Gruber shrugged. "Not that different, you been doing it long enough. Sure, you wet your pants, first time it's a quetzal coming at you, first time you look right into the eyes of a China long. But there aren't as many in the county as people think -- I went two years one time, never saw anything bigger than a doubleback -- and as long as you stay cool, long as you treat each and every damn D as though they were twelve feet tall, you're pretty much okay. Usually."

"Usually," Connie said. "Right."

"I'm forty-seven years old," Gruber said, smiling at her before he could stop himself. "Forty-eight in three weeks. Believe me,
usually
is as good as it gets. D's, anything else. I'll settle for
usually
any time."

He turned his head away quickly to watch the road; you could break an axle as easily as an ankle in this country. Connie had her back to him, looking out, one elbow braced on the window frame. She said, half to herself, "Looks just like eastern Mendocino."

"Spent some time there?"

"Visited my cousins, growing up. They're over in Ukiah."

"Mendocino's got the same troubles we have. The farms mostly don't pay worth a damn anymore, so a lot of folks either sell out to the pot growers and meth makers or go into the business themselves."

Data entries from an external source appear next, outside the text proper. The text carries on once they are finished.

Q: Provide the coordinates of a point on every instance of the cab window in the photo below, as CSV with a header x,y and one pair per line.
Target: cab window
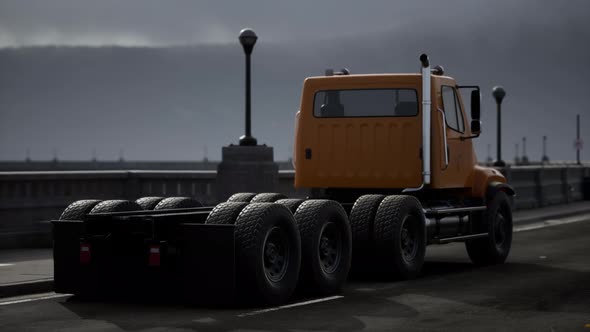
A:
x,y
365,103
452,109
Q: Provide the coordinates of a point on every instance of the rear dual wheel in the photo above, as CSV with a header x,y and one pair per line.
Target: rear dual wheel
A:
x,y
268,253
256,198
390,234
326,245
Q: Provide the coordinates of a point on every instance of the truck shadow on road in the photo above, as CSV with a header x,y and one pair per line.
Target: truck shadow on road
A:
x,y
509,287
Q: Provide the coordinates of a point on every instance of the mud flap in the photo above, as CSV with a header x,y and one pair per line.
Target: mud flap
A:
x,y
76,271
208,263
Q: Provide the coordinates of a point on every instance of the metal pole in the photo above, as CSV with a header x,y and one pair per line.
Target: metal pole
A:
x,y
545,158
248,107
248,39
498,142
578,139
499,93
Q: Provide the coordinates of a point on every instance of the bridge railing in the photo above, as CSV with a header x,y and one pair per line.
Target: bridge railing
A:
x,y
27,198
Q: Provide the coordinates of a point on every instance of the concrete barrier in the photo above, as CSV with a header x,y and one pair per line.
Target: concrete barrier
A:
x,y
29,198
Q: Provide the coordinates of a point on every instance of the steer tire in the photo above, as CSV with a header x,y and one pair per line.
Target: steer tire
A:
x,y
326,246
115,205
267,198
362,218
148,203
291,203
400,236
177,203
79,209
225,213
497,221
241,197
268,253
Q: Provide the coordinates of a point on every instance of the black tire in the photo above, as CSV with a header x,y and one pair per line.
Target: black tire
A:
x,y
497,221
177,203
148,203
326,245
400,236
268,251
291,203
116,205
225,213
362,218
267,198
241,197
79,209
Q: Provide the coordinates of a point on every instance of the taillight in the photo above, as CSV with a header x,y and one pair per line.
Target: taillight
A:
x,y
84,253
154,255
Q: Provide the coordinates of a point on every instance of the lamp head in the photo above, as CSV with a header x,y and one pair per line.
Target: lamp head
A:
x,y
248,39
499,93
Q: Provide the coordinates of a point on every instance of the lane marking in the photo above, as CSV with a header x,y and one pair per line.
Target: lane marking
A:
x,y
552,222
288,306
32,299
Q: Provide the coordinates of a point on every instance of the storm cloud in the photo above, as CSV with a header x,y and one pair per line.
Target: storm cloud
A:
x,y
162,79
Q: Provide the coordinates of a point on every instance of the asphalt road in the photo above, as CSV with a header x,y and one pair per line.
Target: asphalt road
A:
x,y
544,286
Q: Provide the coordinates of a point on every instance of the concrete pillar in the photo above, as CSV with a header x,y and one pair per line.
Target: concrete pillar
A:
x,y
246,169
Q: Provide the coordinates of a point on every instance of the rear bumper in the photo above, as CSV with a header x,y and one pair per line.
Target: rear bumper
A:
x,y
196,263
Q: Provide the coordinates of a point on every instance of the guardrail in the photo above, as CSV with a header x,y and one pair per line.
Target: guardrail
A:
x,y
26,198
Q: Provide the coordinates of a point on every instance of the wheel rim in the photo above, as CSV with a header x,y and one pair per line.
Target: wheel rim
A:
x,y
409,239
330,247
500,231
276,254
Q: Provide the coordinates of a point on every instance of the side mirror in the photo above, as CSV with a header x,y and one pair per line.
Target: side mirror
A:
x,y
475,106
475,127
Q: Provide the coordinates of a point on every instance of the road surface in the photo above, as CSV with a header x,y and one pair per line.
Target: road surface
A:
x,y
544,286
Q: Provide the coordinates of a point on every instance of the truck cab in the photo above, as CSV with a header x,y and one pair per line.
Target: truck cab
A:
x,y
373,133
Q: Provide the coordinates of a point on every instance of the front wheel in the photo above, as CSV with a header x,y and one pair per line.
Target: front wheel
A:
x,y
497,222
400,236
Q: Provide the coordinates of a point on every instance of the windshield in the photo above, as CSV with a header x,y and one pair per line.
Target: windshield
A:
x,y
365,103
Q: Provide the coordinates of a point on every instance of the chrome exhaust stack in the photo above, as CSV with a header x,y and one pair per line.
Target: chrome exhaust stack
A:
x,y
425,118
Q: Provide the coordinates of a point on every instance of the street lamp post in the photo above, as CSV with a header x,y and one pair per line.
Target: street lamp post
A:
x,y
525,159
499,94
545,158
248,39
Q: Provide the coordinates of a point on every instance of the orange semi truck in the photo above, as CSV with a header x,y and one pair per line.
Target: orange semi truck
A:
x,y
391,168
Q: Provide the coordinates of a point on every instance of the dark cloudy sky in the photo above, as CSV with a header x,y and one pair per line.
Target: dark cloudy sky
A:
x,y
173,22
174,82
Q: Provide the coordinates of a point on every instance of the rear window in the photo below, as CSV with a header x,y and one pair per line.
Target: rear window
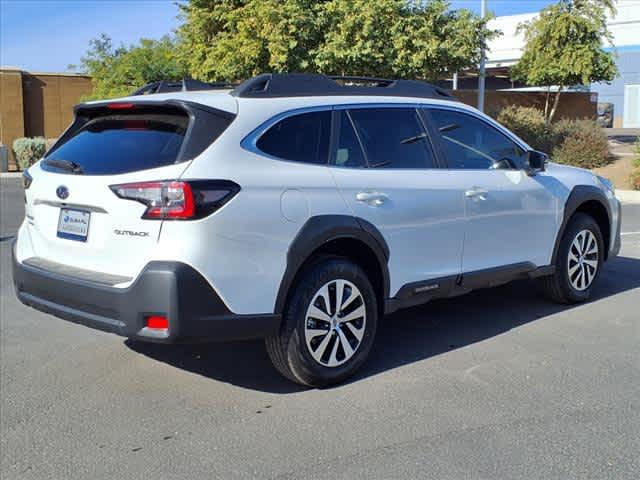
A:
x,y
126,143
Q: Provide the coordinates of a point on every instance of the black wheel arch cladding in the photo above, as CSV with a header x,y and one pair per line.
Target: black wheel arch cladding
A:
x,y
322,229
580,196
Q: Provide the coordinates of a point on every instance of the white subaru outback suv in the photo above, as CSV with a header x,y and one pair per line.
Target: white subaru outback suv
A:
x,y
299,209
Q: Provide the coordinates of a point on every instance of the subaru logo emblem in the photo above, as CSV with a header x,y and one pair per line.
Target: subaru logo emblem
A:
x,y
62,192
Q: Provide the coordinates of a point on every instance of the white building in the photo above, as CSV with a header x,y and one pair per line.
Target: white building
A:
x,y
623,92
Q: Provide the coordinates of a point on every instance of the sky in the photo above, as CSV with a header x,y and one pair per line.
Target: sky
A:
x,y
50,35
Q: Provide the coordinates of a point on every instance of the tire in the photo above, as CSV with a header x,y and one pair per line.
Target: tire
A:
x,y
565,285
302,352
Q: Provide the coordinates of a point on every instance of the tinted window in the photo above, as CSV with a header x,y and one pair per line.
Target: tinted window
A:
x,y
393,137
301,138
348,151
112,145
471,143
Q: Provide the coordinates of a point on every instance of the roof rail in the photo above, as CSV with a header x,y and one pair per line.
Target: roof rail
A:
x,y
274,85
184,85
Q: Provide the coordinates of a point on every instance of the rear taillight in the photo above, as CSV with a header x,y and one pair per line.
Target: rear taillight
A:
x,y
178,200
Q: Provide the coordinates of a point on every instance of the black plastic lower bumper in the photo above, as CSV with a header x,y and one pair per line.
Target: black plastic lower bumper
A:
x,y
171,289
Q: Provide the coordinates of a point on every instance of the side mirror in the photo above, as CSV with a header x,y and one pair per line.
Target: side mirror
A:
x,y
536,162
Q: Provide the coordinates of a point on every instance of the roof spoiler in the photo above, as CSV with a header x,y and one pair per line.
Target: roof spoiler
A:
x,y
184,85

"Will -- my older cousin -- he told me stories." She shook her head. "But I never saw anything. No D's, for sure, though I heard they were there. Sheltered life, I guess."

"Pot farms aren't on your typical family outing list."

She laughed, a bit shakily, and replied, "I liked the trees and the space okay, but I was a city kid. I just wanted a Barbie. A Barbie and a utility belt, like Batman's." Gruber looked at her. "I had to know how he got all that
stuff
into all those little compartments. And what about the gadgets and things we never saw? I had to
know,
that's all."

"Permission to speak revoked," Gruber said. "Forever."

The rest of the morning went smoothly, standard drill-and-drop-in for every live report like the Watkins' place: drive the neighboring roads, watch for burn marks or D scat, stop every few miles to let the pheromone detectors take a sniff, and knock on whatever doors they could find. In that fashion they checked out half a dozen farms and isolated cabins, the Heap toiling up one barely-visible dirt track to break into briefly-dazzling alpine blue, and then plunging straight down another into a hemlock valley dense with a heavy, motionless dark green. Only one place was harboring a D, a pitiful little half-starved sniggerbit that might actually have been a family pet, like the kids clinging to their silent father's legs claimed. The man himself said nothing. He just looked at Gruber and Connie and the filled-out citation as though they were all different kinds of snake, then led his kids inside so they wouldn't have to see the sniggerbit tranked and taken away.

In the ordinary manner, Gruber reported back to Manny in Weaverville as soon as he got up high enough on some hill to see a bar or two on his cell. Life would have been easier with a satphone, but the county wouldn't spring for the service plan.

Manny's voice sounded like he was on the other side of the moon, or maybe trapped in a room full of rabid washing machines.